The West celebrated Alexander Solzhenitsyn when he was in exile, conveniently ignoring his pronouncements that “Holy Russia” should
shed its non-Slavic regions and create a new Super-State encompassing Eastern Ukraine, Belarus and parts of Kazakhstan. Nikita
Mikhalkov, a film-maker who has always celebrated the deep traditions of “Ancient Rus” (and an early supporter of Pokrovsky) won an Oscar
for Burnt By The Sun; it is certainly a brilliant film, but does contain implied justifications for Stalinism.  These two antagonistic figures –
anti-Communist Nobel Laureate Solzhenitsyn, and Mikhalkov, whose father wrote the lyrics for the Soviet national anthem and who grew up
a member of the Soviet cultural elite – ended up with very similar points of view about Russia’s post-Soviet destiny. Mikhalkov is an ardent
support of Putin, as, in all likelihood, Solzhenitsyn would have been. The West found Putin’s early nationalist and religious rants odd but
useful since he seemed to be taking a stand against our “common enemy”, fundamentalist Islam. Little did we realize how in accord with the
Salafists his views would become and that the real target of his antagonism was us!
The only example of a government run on Turanian principles is not encouraging: Baron Ungern-Sternberg was a cavalry officer who seized
parts of Mongolia and Siberia in 1920 and declared his small empire to hold the solution to the dilemmas of Western Civilization: “my
conviction has always been to await light and salvation from the East, not from Europeans who are corrupted down to the very roots”. He
ruled by fear, beheading thousands before the Red Army captured and executed him.
For centuries Russia has swung wildly between a desire to emulate the West and violent rejection of its influence.
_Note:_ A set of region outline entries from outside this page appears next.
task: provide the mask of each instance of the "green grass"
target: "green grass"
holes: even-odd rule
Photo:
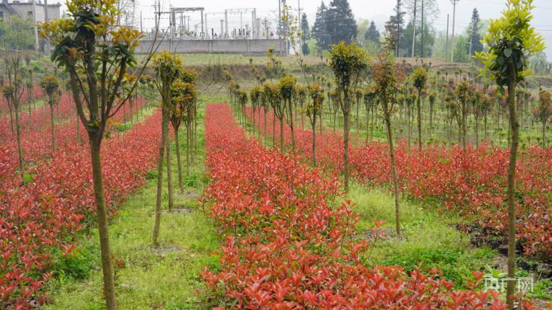
[[[199,124],[201,150],[204,142],[201,120]],[[183,151],[185,147],[182,146]],[[174,143],[172,151],[174,206],[185,210],[163,212],[159,249],[151,246],[156,171],[149,173],[147,184],[121,206],[110,226],[112,251],[116,259],[122,260],[121,265],[116,266],[120,309],[201,309],[214,306],[195,291],[204,288],[199,277],[202,267],[218,268],[219,258],[214,253],[220,249],[219,238],[197,199],[181,194],[177,189]],[[185,178],[185,193],[201,193],[205,186],[202,178],[204,155],[203,151],[198,153],[190,176]],[[165,189],[164,209],[167,200]],[[50,281],[47,288],[52,303],[44,309],[104,309],[97,231],[93,230],[80,241],[75,256],[63,258],[56,265],[56,279]]]
[[[376,242],[367,260],[369,264],[396,264],[411,271],[422,262],[424,267],[441,269],[445,278],[462,287],[463,277],[493,266],[498,255],[489,248],[473,246],[469,236],[454,226],[461,219],[449,213],[439,214],[431,206],[406,200],[399,204],[403,235],[398,240],[394,232],[395,202],[392,195],[353,183],[349,196],[360,216],[357,224],[360,231],[366,231],[376,220],[386,222],[386,237]]]

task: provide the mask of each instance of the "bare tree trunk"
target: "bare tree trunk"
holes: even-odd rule
[[[163,104],[165,106],[165,104]],[[163,198],[163,157],[169,136],[168,110],[165,106],[163,107],[163,122],[161,124],[161,143],[159,144],[159,159],[157,162],[157,198],[155,205],[155,225],[154,226],[154,245],[157,246],[159,244],[157,239],[159,237],[159,229],[161,224],[161,200]]]
[[[10,129],[13,133],[13,109],[12,108],[12,104],[8,102],[8,108],[10,110]]]
[[[347,100],[347,99],[346,99]],[[349,191],[349,112],[343,112],[343,175],[345,178],[345,191]]]
[[[52,130],[52,155],[55,154],[55,130],[54,130],[54,105],[50,106],[50,127]]]
[[[172,188],[172,163],[171,162],[171,143],[167,137],[167,144],[165,145],[167,149],[167,184],[169,191],[169,210],[172,210],[174,207],[174,202],[173,199],[173,188]]]
[[[397,238],[401,234],[401,210],[398,204],[398,177],[397,177],[397,165],[395,162],[395,150],[393,147],[393,133],[391,129],[391,120],[385,119],[385,127],[387,132],[387,143],[389,144],[389,157],[391,157],[391,170],[393,174],[393,187],[395,196],[395,231]]]
[[[509,309],[514,307],[514,291],[515,289],[515,166],[517,159],[517,145],[519,136],[519,123],[517,121],[515,108],[515,65],[510,64],[510,82],[508,86],[508,109],[510,110],[510,126],[512,133],[512,144],[510,146],[510,163],[508,167],[508,281],[506,287],[506,302]]]
[[[183,177],[182,175],[182,158],[180,154],[180,137],[178,137],[178,129],[173,128],[174,130],[174,144],[176,147],[176,165],[178,171],[178,188],[181,193],[184,192]]]
[[[100,156],[100,143],[93,134],[90,134],[90,155],[92,162],[92,178],[94,185],[94,197],[96,201],[98,230],[100,233],[100,249],[102,256],[102,271],[104,278],[104,294],[108,310],[117,310],[115,296],[111,249],[109,244],[109,227],[107,221],[107,209],[104,196],[104,183],[102,175],[102,159]]]
[[[16,99],[17,100],[17,99]],[[21,146],[21,126],[19,124],[19,113],[15,108],[15,134],[17,137],[17,159],[19,162],[19,175],[23,177],[23,149]]]
[[[313,166],[316,166],[316,115],[313,117]]]
[[[422,90],[418,90],[418,151],[422,151],[422,112],[421,112]]]
[[[284,115],[280,118],[280,151],[284,151]]]

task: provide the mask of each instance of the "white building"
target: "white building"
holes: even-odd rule
[[[58,19],[60,17],[60,8],[62,5],[59,3],[55,4],[48,4],[48,19]],[[36,8],[36,22],[43,23],[46,21],[46,10],[44,3],[39,0],[37,0]],[[30,0],[1,0],[0,2],[0,20],[9,18],[10,15],[17,14],[21,19],[30,19],[33,20],[33,1]]]

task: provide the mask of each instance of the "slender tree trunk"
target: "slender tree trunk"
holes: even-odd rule
[[[280,119],[280,151],[284,151],[284,115]]]
[[[510,110],[510,126],[512,133],[512,144],[510,146],[510,163],[508,167],[508,281],[506,301],[509,309],[514,307],[515,289],[515,166],[517,159],[517,145],[519,136],[519,123],[515,108],[515,65],[509,64],[510,82],[508,86],[508,101]]]
[[[92,179],[94,186],[94,197],[96,202],[98,230],[100,233],[100,249],[102,257],[102,271],[104,278],[104,294],[108,310],[117,310],[115,295],[111,249],[109,244],[109,226],[107,221],[107,209],[104,196],[104,183],[102,175],[102,159],[100,155],[100,142],[93,134],[89,134],[90,155],[92,162]]]
[[[391,170],[393,174],[393,187],[395,196],[395,231],[397,238],[401,235],[401,209],[398,204],[398,177],[397,176],[397,165],[395,162],[395,150],[393,147],[393,132],[391,128],[391,120],[385,119],[385,128],[387,132],[387,143],[389,144],[389,157],[391,157]]]
[[[313,117],[313,166],[316,166],[316,115]]]
[[[13,133],[13,109],[12,108],[12,104],[8,102],[8,108],[10,110],[10,129]]]
[[[347,101],[347,99],[345,99]],[[349,104],[345,103],[344,104]],[[345,191],[349,191],[349,112],[343,111],[343,175],[345,178]]]
[[[163,159],[167,140],[169,136],[168,108],[163,107],[163,121],[161,123],[161,142],[159,144],[159,159],[157,162],[157,198],[155,205],[155,226],[154,226],[154,245],[157,246],[157,239],[159,237],[159,229],[161,224],[161,200],[163,198]]]
[[[54,130],[54,105],[50,106],[50,128],[52,131],[52,155],[55,154],[55,130]]]
[[[173,127],[174,130],[174,144],[176,147],[176,166],[178,171],[178,188],[181,193],[184,193],[184,182],[182,175],[182,157],[180,154],[180,137],[178,137],[178,128]]]
[[[264,147],[266,147],[266,107],[263,107],[264,117]]]
[[[190,153],[192,148],[190,147],[192,140],[192,133],[190,128],[190,122],[186,121],[186,177],[190,175]]]
[[[79,113],[77,112],[77,143],[80,143],[80,123],[79,120]]]
[[[291,99],[288,99],[288,106],[289,106],[289,128],[291,130],[291,149],[293,151],[295,151],[295,132],[293,130],[295,127],[293,126],[293,104],[291,103]]]
[[[418,151],[422,151],[422,112],[421,112],[422,90],[418,90]]]
[[[174,207],[174,202],[173,198],[173,188],[172,188],[172,163],[171,162],[171,143],[168,137],[167,139],[167,144],[165,148],[167,149],[167,187],[169,191],[169,210],[172,210]]]
[[[21,148],[21,126],[19,124],[19,113],[17,111],[17,106],[16,106],[15,108],[15,134],[17,137],[17,159],[19,162],[19,175],[23,177],[23,149]]]
[[[431,139],[432,134],[433,133],[433,105],[430,102],[430,139]]]

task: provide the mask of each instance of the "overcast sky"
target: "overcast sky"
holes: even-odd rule
[[[155,0],[137,0],[136,7],[136,16],[139,19],[140,12],[142,12],[144,30],[147,28],[153,27],[154,10],[152,5]],[[176,7],[204,7],[207,13],[223,12],[227,8],[255,8],[257,10],[257,17],[272,19],[275,23],[275,17],[278,10],[278,0],[201,0],[201,1],[183,1],[183,0],[160,0],[162,10],[168,10],[169,6]],[[404,2],[405,0],[403,0]],[[450,32],[452,32],[452,4],[450,0],[436,0],[440,13],[439,17],[433,23],[433,26],[437,31],[445,30],[447,26],[447,14],[450,14]],[[329,0],[326,0],[326,3]],[[470,22],[472,11],[477,8],[482,19],[496,18],[499,16],[502,10],[505,8],[505,0],[459,0],[457,4],[456,10],[456,33],[463,32]],[[368,19],[374,20],[378,28],[383,26],[384,23],[389,19],[393,12],[396,0],[349,0],[351,7],[355,17],[359,19]],[[542,34],[546,41],[547,49],[546,54],[549,60],[552,60],[552,21],[549,19],[552,16],[552,0],[535,0],[536,8],[533,10],[535,19],[533,24],[537,30]],[[297,9],[297,0],[288,0],[288,4],[293,9]],[[303,12],[306,12],[311,25],[314,22],[317,8],[320,5],[320,0],[301,0],[301,7]],[[199,23],[201,17],[199,13],[190,13],[190,24]],[[168,16],[165,15],[165,17]],[[216,32],[220,32],[220,19],[223,18],[223,14],[208,14],[208,28],[214,28]],[[240,25],[240,16],[235,14],[231,16],[228,28],[232,29],[239,28]],[[243,24],[250,24],[250,13],[244,14]],[[168,19],[162,20],[162,23],[168,25]],[[162,23],[163,26],[163,23]],[[166,26],[165,26],[166,27]]]

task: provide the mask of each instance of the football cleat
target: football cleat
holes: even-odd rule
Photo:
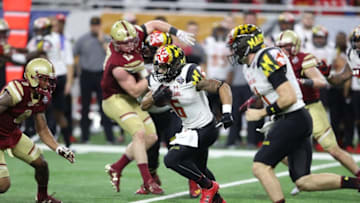
[[[105,172],[110,176],[110,183],[116,192],[120,192],[120,176],[121,174],[111,168],[110,164],[105,166]]]
[[[151,194],[161,195],[164,193],[161,187],[153,179],[149,180],[148,183],[144,184],[144,188]]]
[[[214,196],[213,203],[226,203],[219,193]]]
[[[201,194],[201,188],[199,187],[199,185],[193,181],[189,179],[189,194],[191,198],[198,198]]]
[[[291,190],[291,192],[290,192],[290,194],[292,195],[292,196],[295,196],[295,195],[297,195],[297,194],[299,194],[300,193],[300,190],[299,190],[299,188],[298,187],[294,187],[294,189],[292,189]]]
[[[215,194],[219,191],[219,184],[215,181],[211,181],[213,186],[209,189],[201,189],[200,203],[212,203]]]
[[[160,177],[157,175],[157,173],[151,173],[151,177],[154,179],[154,181],[158,184],[161,185],[161,180]]]
[[[36,197],[35,202],[36,203],[62,203],[61,200],[57,200],[57,199],[53,198],[51,195],[48,195],[46,198],[43,198],[43,199],[38,199]]]

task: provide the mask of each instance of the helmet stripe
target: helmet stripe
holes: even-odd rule
[[[129,37],[130,34],[129,34],[129,31],[128,31],[128,28],[127,28],[126,24],[124,23],[124,21],[121,21],[121,24],[124,27],[124,29],[126,30],[126,36]]]

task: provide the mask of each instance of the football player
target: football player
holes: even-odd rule
[[[351,99],[353,102],[353,109],[355,115],[355,125],[360,129],[360,25],[357,26],[350,35],[351,47],[346,51],[347,67],[352,70],[352,73],[357,77],[352,77]],[[359,132],[359,131],[358,131]],[[359,136],[359,135],[358,135]],[[360,144],[356,148],[356,152],[360,153]]]
[[[235,27],[229,35],[234,63],[246,64],[244,75],[251,90],[262,98],[263,109],[249,108],[246,119],[273,116],[267,138],[254,157],[252,171],[270,199],[284,203],[275,166],[288,157],[290,177],[303,191],[360,188],[360,180],[330,173],[310,174],[312,121],[287,56],[277,47],[264,46],[263,33],[251,24]]]
[[[42,58],[31,60],[25,67],[24,80],[9,82],[0,93],[0,193],[10,187],[9,171],[4,152],[28,163],[35,169],[38,184],[36,202],[59,203],[60,200],[48,195],[48,164],[42,152],[20,130],[20,124],[34,115],[36,131],[41,140],[57,154],[74,163],[75,156],[66,147],[59,146],[46,124],[44,111],[51,102],[55,88],[55,72],[52,64]]]
[[[276,46],[280,47],[289,57],[295,76],[300,83],[305,108],[309,111],[313,121],[312,135],[326,152],[335,160],[338,160],[352,174],[359,177],[359,167],[354,159],[337,144],[328,115],[320,101],[319,88],[327,86],[326,79],[317,69],[318,66],[324,66],[323,62],[318,61],[312,54],[300,52],[301,40],[291,30],[280,33],[276,40]],[[325,76],[327,76],[329,68],[325,67],[323,70]],[[296,190],[292,194],[296,194]]]
[[[142,109],[153,104],[169,104],[182,120],[182,131],[170,142],[164,158],[166,167],[195,181],[201,187],[200,202],[225,202],[218,194],[219,184],[207,168],[209,147],[216,141],[214,115],[206,92],[219,93],[225,128],[232,125],[232,95],[229,85],[208,80],[196,64],[185,63],[185,55],[175,45],[165,45],[156,51],[155,72],[149,78],[149,91],[141,103]]]
[[[107,49],[101,81],[102,107],[109,118],[132,136],[125,154],[117,162],[105,166],[117,192],[120,190],[122,170],[135,159],[143,179],[143,187],[153,194],[163,193],[150,175],[146,155],[146,150],[157,140],[155,126],[149,114],[140,109],[136,100],[147,90],[147,71],[141,52],[146,36],[154,30],[168,32],[187,44],[194,43],[191,34],[158,20],[141,26],[120,20],[113,24],[110,31],[112,40]]]
[[[52,112],[56,124],[60,126],[61,134],[64,136],[65,145],[70,146],[71,132],[68,128],[68,120],[64,115],[65,95],[70,93],[73,82],[73,66],[67,65],[61,50],[61,40],[57,33],[52,33],[52,24],[49,18],[41,17],[34,21],[35,35],[28,43],[28,59],[33,57],[44,57],[49,59],[56,70],[56,90],[53,93]],[[52,129],[53,131],[56,131]]]

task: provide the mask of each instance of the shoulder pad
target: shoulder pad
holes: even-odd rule
[[[204,75],[201,73],[198,65],[191,64],[186,73],[186,83],[192,82],[193,85],[197,85],[203,78]]]
[[[307,69],[307,68],[311,68],[311,67],[316,67],[317,64],[318,64],[318,60],[314,55],[306,54],[303,62],[301,63],[301,68]]]
[[[9,92],[13,105],[21,102],[24,96],[24,89],[19,81],[13,80],[9,82],[5,89]]]
[[[285,57],[280,49],[270,47],[260,53],[257,66],[261,67],[266,77],[269,77],[273,72],[286,65]]]

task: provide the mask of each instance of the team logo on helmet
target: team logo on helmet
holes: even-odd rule
[[[242,64],[249,53],[256,53],[265,47],[262,30],[252,24],[243,24],[232,29],[227,43],[232,51],[229,57],[231,64]]]

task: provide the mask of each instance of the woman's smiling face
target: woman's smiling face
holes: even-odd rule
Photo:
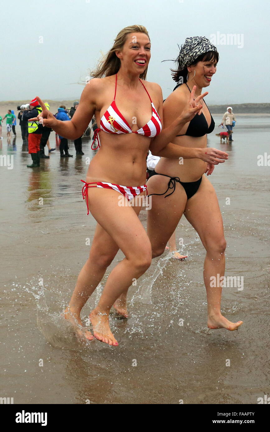
[[[144,33],[130,33],[121,51],[116,51],[122,66],[135,73],[141,74],[148,66],[150,58],[151,44]]]
[[[188,67],[190,72],[195,72],[194,80],[200,88],[210,86],[212,77],[216,72],[217,63],[214,59],[198,61],[193,67]]]

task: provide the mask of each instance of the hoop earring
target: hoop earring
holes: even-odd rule
[[[193,78],[194,77],[194,76],[195,76],[195,73],[196,73],[196,71],[194,70],[194,74],[193,76],[192,77],[192,79],[193,79]],[[187,82],[188,81],[188,73],[187,74],[187,75],[186,76],[186,81],[187,81]]]

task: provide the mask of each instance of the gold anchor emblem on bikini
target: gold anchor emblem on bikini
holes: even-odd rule
[[[112,115],[109,115],[108,122],[111,124],[111,129],[113,130],[114,132],[116,132],[119,129],[117,129],[113,125],[113,122],[115,121],[115,118]]]

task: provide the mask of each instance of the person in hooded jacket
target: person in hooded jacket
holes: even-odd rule
[[[74,115],[74,113],[79,106],[79,102],[76,101],[73,104],[73,106],[71,107],[69,111],[69,115],[71,118],[72,118]],[[79,137],[76,140],[74,140],[74,145],[76,151],[76,155],[84,155],[82,149],[82,135]]]
[[[235,124],[235,122],[236,121],[235,116],[232,112],[232,108],[231,107],[228,107],[227,108],[227,111],[225,113],[222,117],[221,124],[223,126],[225,122],[225,126],[227,127],[228,131],[231,130],[232,132],[232,128],[234,124],[233,123],[233,121],[235,122],[234,124]],[[229,141],[233,141],[231,134],[230,135],[229,137]]]
[[[64,105],[61,105],[58,108],[58,112],[56,114],[56,118],[58,120],[61,120],[61,121],[65,121],[67,120],[70,121],[68,113],[66,111],[66,107]],[[60,140],[59,145],[60,157],[73,157],[73,155],[70,155],[68,152],[68,143],[67,139],[64,138],[63,137],[61,137],[60,135],[58,135],[58,137]]]

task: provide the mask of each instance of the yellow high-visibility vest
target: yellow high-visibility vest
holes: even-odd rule
[[[36,108],[39,111],[39,114],[40,114],[42,112],[42,108],[41,107],[36,107]],[[36,130],[39,126],[39,123],[38,121],[29,121],[28,122],[28,133],[33,133],[33,132]]]

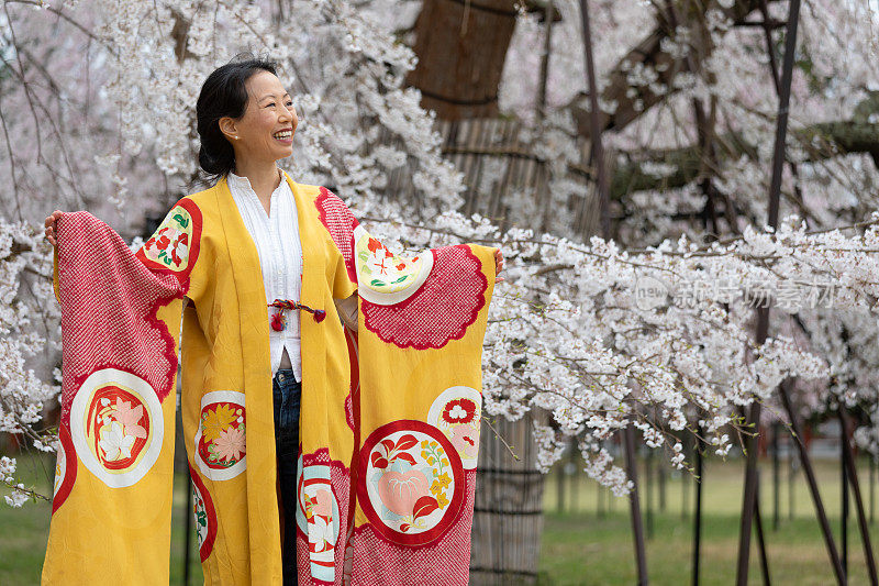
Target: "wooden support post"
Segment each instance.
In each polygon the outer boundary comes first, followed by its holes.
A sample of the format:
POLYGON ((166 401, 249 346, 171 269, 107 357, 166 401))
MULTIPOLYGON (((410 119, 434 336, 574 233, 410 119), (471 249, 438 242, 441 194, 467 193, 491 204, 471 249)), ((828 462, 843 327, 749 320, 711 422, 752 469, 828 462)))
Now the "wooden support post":
POLYGON ((870 524, 876 520, 876 456, 870 454, 870 524))
POLYGON ((653 539, 653 509, 654 509, 654 483, 653 483, 653 450, 647 453, 644 462, 644 491, 647 494, 647 539, 653 539))
POLYGON ((666 505, 668 501, 666 498, 668 496, 666 493, 666 475, 668 474, 668 469, 666 468, 665 462, 660 460, 657 469, 659 471, 659 510, 666 512, 666 505))
MULTIPOLYGON (((598 194, 599 211, 601 213, 601 237, 611 237, 611 212, 609 201, 608 173, 604 168, 604 148, 601 144, 601 122, 599 120, 598 93, 596 82, 596 63, 592 56, 592 32, 589 24, 589 2, 580 0, 580 16, 582 18, 583 57, 586 63, 586 87, 589 90, 589 140, 592 147, 592 168, 596 169, 596 192, 598 194)), ((580 207, 578 225, 586 225, 588 211, 587 198, 580 207)))
MULTIPOLYGON (((790 0, 788 11, 787 36, 785 38, 785 65, 778 98, 778 120, 776 123, 775 150, 772 153, 772 176, 769 184, 769 209, 767 224, 778 226, 779 196, 781 194, 781 170, 785 165, 785 144, 788 133, 788 107, 790 104, 790 87, 793 78, 793 57, 797 48, 797 25, 800 20, 800 0, 790 0)), ((761 344, 769 330, 769 308, 757 310, 757 332, 755 341, 761 344)), ((760 403, 750 406, 748 422, 756 432, 760 424, 760 403)), ((757 496, 757 442, 754 435, 747 440, 748 460, 745 467, 745 490, 742 504, 742 523, 738 530, 738 563, 736 565, 736 585, 746 586, 748 581, 748 557, 750 554, 750 531, 757 496)))
POLYGON ((692 586, 699 586, 699 562, 702 555, 702 484, 704 483, 704 469, 702 466, 702 430, 696 439, 696 511, 693 512, 693 561, 692 561, 692 586))
POLYGON ((787 387, 787 382, 781 383, 779 386, 781 403, 785 407, 785 412, 788 413, 790 425, 793 429, 793 440, 797 444, 797 450, 800 452, 800 463, 803 466, 803 475, 809 483, 809 491, 812 495, 812 501, 815 504, 815 513, 817 516, 819 523, 821 524, 821 533, 824 537, 824 543, 827 546, 827 554, 831 557, 833 572, 836 576, 836 582, 842 586, 845 584, 843 564, 839 561, 839 554, 836 551, 836 542, 833 540, 831 523, 827 521, 827 513, 824 511, 824 504, 821 500, 821 494, 817 489, 817 480, 815 479, 815 472, 812 469, 812 461, 809 458, 809 452, 805 450, 805 444, 802 441, 803 435, 802 425, 800 425, 800 418, 797 416, 797 411, 793 410, 793 405, 790 402, 790 396, 788 395, 787 387))
POLYGON ((845 406, 839 403, 839 424, 843 431, 843 464, 848 473, 848 479, 852 484, 852 496, 855 499, 855 509, 858 516, 858 529, 860 529, 860 542, 864 545, 864 557, 867 561, 867 573, 870 576, 870 584, 872 586, 879 585, 879 576, 876 571, 876 554, 872 551, 870 543, 870 527, 867 524, 867 516, 864 512, 864 499, 860 494, 860 480, 858 479, 858 471, 855 466, 855 452, 852 450, 852 443, 848 441, 850 438, 848 414, 845 412, 845 406))
POLYGON ((769 555, 766 552, 766 535, 763 532, 763 516, 760 515, 760 471, 757 471, 757 495, 754 498, 754 524, 757 528, 757 546, 760 552, 760 572, 763 574, 764 586, 770 586, 769 579, 769 555))
MULTIPOLYGON (((791 442, 795 442, 793 438, 790 440, 791 442)), ((793 450, 790 450, 790 455, 788 456, 788 519, 791 521, 795 515, 795 478, 797 478, 797 461, 793 458, 793 450)))
POLYGON ((183 509, 186 537, 183 538, 183 586, 189 586, 189 555, 192 550, 192 477, 186 466, 186 509, 183 509))
POLYGON ((772 531, 779 527, 779 491, 781 484, 781 462, 778 453, 778 421, 772 422, 772 531))
POLYGON ((848 472, 846 471, 846 453, 848 439, 845 435, 842 411, 844 407, 838 405, 836 410, 839 413, 839 548, 842 553, 843 574, 848 579, 848 472))
POLYGON ((635 563, 638 571, 638 586, 646 586, 647 551, 644 546, 644 527, 641 521, 641 501, 638 500, 637 449, 635 447, 635 427, 630 424, 623 430, 623 449, 625 450, 628 479, 632 490, 628 493, 628 506, 632 516, 632 534, 635 541, 635 563))

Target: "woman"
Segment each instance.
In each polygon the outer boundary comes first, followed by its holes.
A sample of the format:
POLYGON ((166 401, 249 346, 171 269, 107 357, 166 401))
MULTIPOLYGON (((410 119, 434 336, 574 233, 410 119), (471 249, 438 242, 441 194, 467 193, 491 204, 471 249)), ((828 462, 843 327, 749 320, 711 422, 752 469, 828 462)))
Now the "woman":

The present direction may
have become inevitable when America began signing up ex-Soviet lands in Russia’s front yard to NATO and sending Harvard Business
School professors to place privatisation limpet-mines below the waterline of Russia’s economy.
For Dugin and his boss, America is an “anti-organic, transplanted culture which tries to force upon other continents its anti-ethnic,
anti-traditional and ‘babylonic’ model.” While we tend to see those as redeeming qualities to balance against America’s ugly sides, Dugin has
written that Russia will eventually have to take control of Western Europe to save it from America’s malign grip.
We like to see the world’s Manichaean struggle as between those who fear sexuality, ‘otherness’ and the ‘lower orders’ versus those who
embrace humanity in all its rich variety. I once thought music was the soundtrack for the latter view; now I’m not so sure.